The Russian ambassador to Germany, Vladimir Kotenev, told the German daily newspaper Bild on Friday that Medvedev would present evidence to Merkel that Georgian forces had committed atrocities in South Ossetia.

“The Georgian troops have murdered women and children, set churches full of refugees on fire and flattened entire villages,” Kotenev told the paper. “We can show concrete proof of this.”

He also said that Medvedev wanted to warn Merkel against letting eastern European countries have too much influence over the EU’s policies toward Russia.

“President Medvedev doesn’t want to split the EU, but he will make clear to the chancellor that eastern European EU members should not drive the EU’s Russia policy all alone. That would prevent a true partnership,” he told Bild.

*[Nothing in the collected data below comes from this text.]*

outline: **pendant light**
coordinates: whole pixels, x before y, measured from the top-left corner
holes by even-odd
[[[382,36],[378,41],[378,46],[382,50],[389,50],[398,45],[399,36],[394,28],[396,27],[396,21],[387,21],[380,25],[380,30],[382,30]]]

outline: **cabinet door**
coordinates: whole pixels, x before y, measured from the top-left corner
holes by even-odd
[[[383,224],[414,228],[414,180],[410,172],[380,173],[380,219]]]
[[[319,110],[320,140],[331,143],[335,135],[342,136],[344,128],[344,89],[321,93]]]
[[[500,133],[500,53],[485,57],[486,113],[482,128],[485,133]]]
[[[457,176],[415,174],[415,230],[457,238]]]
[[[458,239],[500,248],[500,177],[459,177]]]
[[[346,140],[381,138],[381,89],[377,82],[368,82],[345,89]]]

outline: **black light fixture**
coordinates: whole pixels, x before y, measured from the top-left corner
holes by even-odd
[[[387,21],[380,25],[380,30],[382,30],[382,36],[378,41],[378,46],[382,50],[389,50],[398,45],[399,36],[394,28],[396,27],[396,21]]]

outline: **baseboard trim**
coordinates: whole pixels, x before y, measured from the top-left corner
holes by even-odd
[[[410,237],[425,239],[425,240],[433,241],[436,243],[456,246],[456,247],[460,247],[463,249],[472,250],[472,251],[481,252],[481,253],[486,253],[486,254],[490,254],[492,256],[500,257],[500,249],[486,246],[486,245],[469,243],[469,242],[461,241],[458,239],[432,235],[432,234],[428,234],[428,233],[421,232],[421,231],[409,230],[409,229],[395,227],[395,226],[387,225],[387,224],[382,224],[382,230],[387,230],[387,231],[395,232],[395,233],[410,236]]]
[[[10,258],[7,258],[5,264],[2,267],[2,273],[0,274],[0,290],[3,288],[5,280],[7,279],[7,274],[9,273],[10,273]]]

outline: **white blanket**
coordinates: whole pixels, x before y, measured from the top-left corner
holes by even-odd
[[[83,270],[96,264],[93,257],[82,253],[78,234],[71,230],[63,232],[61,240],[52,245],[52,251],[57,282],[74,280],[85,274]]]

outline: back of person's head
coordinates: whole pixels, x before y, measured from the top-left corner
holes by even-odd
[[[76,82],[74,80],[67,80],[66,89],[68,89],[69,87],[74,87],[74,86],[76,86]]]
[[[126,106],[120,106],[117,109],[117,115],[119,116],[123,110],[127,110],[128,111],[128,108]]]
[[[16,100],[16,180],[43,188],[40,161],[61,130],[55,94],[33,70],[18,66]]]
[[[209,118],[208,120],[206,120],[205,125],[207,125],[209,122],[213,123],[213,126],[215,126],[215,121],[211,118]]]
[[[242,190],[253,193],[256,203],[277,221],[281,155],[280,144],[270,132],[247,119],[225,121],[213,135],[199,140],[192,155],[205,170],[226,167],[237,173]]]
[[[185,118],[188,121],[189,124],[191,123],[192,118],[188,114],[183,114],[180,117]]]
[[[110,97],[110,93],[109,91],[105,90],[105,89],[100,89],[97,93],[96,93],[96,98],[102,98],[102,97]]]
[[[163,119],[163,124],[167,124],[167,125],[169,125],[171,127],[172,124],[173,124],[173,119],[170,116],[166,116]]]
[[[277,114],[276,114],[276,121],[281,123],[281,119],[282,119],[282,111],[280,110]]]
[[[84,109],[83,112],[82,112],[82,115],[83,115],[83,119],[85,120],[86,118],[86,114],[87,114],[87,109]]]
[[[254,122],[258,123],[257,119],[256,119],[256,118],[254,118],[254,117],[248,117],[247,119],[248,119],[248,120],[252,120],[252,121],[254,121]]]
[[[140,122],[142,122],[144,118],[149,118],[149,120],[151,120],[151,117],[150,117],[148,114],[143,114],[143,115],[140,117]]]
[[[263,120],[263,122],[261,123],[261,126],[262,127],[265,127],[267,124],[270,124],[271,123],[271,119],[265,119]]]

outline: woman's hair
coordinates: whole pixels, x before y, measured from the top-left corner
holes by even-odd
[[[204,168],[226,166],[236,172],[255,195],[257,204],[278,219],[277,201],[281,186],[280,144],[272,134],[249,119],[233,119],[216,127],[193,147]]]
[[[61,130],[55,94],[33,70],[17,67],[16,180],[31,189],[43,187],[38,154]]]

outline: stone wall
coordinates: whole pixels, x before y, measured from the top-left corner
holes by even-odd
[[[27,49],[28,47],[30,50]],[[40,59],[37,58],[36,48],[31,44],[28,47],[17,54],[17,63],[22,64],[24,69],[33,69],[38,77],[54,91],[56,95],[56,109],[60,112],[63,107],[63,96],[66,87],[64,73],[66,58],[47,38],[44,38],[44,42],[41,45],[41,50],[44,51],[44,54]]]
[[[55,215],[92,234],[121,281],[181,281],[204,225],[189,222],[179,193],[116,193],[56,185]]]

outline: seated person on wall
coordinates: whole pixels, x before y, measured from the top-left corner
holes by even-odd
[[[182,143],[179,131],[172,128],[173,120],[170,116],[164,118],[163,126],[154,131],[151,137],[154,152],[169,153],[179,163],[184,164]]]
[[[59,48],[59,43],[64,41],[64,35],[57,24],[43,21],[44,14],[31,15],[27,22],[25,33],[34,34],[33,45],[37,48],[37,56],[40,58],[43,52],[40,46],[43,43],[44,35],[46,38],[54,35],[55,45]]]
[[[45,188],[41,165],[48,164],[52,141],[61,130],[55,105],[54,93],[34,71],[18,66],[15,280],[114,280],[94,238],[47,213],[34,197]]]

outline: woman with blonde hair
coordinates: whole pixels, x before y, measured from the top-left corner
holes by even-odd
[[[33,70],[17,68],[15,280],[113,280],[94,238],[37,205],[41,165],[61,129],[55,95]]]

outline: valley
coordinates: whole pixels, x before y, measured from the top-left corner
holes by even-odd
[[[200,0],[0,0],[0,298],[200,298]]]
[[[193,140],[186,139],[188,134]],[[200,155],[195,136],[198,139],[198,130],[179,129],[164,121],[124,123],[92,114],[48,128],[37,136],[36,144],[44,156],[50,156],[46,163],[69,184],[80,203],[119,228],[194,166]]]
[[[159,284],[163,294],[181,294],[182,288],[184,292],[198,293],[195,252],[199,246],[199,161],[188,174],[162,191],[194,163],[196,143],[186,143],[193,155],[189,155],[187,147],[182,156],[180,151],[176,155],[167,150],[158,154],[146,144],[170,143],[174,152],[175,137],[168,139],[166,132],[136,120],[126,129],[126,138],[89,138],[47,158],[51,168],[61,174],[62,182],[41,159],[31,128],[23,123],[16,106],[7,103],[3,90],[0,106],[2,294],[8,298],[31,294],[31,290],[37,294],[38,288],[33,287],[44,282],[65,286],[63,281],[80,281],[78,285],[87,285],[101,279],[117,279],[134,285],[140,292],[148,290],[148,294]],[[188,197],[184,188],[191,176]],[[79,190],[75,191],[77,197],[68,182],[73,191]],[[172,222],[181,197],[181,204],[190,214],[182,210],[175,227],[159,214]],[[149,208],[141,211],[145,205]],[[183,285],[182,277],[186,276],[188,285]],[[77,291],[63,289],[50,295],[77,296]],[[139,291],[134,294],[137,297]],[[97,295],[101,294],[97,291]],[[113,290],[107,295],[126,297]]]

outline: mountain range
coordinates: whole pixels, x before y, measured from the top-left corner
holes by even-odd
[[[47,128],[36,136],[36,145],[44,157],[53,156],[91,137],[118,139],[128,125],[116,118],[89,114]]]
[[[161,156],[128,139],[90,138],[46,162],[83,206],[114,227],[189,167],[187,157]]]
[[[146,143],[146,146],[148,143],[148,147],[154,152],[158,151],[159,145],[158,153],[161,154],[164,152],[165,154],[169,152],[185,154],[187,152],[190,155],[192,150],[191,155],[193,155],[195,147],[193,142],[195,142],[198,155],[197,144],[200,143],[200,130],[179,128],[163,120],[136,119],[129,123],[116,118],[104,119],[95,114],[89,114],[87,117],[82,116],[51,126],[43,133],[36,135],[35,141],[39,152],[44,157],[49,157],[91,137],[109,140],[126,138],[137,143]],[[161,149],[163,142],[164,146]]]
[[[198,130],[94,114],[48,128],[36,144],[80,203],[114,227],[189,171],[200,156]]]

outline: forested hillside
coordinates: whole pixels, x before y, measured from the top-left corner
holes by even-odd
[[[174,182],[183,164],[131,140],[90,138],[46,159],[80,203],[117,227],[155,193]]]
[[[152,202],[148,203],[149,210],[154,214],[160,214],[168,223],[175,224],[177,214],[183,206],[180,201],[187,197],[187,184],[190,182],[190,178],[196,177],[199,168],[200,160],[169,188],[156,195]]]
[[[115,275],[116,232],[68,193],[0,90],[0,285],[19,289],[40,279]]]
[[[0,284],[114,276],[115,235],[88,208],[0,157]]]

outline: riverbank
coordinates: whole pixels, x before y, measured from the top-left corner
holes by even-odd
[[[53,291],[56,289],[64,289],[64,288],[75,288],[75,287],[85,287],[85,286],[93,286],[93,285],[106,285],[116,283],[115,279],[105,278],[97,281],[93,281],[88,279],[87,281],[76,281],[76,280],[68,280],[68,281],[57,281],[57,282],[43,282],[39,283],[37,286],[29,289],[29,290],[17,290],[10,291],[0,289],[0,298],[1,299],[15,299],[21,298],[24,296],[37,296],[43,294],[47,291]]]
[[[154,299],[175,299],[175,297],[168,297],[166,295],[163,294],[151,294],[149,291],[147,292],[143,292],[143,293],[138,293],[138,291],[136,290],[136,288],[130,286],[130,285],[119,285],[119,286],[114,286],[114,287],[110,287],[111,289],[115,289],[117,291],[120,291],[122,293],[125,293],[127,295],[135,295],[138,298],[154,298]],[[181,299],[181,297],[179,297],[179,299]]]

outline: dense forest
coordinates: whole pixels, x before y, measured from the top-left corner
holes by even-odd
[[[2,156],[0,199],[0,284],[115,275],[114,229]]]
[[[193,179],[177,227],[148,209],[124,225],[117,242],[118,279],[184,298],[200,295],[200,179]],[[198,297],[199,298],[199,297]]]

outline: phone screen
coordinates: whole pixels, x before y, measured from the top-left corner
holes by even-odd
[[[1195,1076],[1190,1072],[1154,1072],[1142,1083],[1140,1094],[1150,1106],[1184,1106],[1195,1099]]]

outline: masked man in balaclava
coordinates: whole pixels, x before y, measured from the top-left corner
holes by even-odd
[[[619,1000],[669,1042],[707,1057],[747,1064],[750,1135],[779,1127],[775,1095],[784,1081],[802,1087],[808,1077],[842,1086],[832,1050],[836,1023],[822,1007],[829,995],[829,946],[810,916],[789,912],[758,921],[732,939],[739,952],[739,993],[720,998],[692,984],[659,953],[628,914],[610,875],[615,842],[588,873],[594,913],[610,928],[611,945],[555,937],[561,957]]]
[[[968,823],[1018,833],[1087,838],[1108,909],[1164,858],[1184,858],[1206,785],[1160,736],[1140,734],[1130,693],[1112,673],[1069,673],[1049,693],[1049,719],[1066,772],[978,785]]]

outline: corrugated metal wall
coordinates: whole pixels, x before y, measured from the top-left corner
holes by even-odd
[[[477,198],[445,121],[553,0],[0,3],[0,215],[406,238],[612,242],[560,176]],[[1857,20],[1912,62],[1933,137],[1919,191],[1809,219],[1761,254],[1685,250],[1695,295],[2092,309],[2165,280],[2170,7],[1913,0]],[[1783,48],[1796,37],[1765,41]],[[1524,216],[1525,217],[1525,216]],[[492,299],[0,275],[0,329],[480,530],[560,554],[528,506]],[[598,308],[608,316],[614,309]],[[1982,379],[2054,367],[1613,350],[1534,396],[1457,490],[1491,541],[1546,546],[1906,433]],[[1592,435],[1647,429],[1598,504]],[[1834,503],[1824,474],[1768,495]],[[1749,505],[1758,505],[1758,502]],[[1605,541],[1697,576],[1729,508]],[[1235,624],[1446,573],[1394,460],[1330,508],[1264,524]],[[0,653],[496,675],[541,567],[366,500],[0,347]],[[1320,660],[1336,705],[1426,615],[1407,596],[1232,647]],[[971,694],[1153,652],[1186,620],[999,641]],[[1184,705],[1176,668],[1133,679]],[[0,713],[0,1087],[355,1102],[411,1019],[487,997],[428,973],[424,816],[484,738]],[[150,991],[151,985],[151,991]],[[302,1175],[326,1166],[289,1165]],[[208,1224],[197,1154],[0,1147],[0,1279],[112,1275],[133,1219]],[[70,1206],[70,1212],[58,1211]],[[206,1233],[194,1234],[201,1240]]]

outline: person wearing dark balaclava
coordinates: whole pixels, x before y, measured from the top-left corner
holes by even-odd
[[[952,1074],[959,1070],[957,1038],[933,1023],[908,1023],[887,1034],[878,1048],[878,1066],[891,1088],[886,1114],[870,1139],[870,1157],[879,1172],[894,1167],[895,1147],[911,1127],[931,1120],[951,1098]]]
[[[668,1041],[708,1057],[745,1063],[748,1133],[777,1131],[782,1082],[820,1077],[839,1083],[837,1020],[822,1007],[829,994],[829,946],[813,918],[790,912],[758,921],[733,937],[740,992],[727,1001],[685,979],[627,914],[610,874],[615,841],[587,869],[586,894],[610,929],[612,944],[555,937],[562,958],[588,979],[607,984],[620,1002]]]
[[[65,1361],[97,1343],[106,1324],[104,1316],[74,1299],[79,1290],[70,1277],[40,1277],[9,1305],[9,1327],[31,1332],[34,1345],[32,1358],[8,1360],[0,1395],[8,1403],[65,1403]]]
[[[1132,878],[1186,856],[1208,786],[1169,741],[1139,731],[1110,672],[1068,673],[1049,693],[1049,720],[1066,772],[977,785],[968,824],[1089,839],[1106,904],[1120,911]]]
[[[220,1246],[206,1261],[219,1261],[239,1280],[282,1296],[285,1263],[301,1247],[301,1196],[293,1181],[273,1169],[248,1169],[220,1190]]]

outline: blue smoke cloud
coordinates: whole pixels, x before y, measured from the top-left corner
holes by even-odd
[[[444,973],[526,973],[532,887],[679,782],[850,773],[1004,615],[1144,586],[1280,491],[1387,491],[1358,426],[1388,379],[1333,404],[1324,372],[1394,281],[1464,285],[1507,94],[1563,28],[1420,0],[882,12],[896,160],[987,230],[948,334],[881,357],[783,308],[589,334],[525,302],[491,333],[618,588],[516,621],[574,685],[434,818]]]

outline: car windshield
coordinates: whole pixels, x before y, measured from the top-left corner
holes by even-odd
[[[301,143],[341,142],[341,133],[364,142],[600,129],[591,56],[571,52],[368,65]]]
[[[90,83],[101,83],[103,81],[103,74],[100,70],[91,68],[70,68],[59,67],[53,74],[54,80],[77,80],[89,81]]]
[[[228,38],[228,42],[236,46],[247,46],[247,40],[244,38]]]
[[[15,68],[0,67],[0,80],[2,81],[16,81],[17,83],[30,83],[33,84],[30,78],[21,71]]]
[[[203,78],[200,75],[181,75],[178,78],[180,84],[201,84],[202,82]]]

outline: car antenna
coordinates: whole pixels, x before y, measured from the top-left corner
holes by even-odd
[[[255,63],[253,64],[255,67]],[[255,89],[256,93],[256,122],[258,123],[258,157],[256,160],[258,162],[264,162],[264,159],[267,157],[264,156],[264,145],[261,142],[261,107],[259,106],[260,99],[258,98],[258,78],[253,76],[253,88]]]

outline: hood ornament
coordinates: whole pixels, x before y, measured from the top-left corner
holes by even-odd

Polish President Lech Kaczynski has personally come to Saakashvili's defence, visiting Tbilisi earlier this week. Along with three other leaders of ex-communist EU states, he slammed the peace plan brokered by French President Nicolas Sarkozy to end the conflict for failing to insist on Georgia's territorial integrity.

But Kotenev also rejected international criticism of Moscow’s actions in the Caucasus region.

"Whoever wants to pillory Russia now is putting credence in a Georgian regime responsible for a genocide. That mocks the victims,” he said, adding that it was up to the West if a “new ice age” with Moscow developed.

The location of Friday's meeting between Merkel and Medvedev, at a presidential residence in Sochi, had important significance for Russians as the resort is to host the Winter Olympics in 2014.

On Thursday two US lawmakers, Allyson Schwartz and Bill Shuster, began campaigning for the International Olympic Committee to pull the Winter Games from Sochi as punishment for Russia's actions.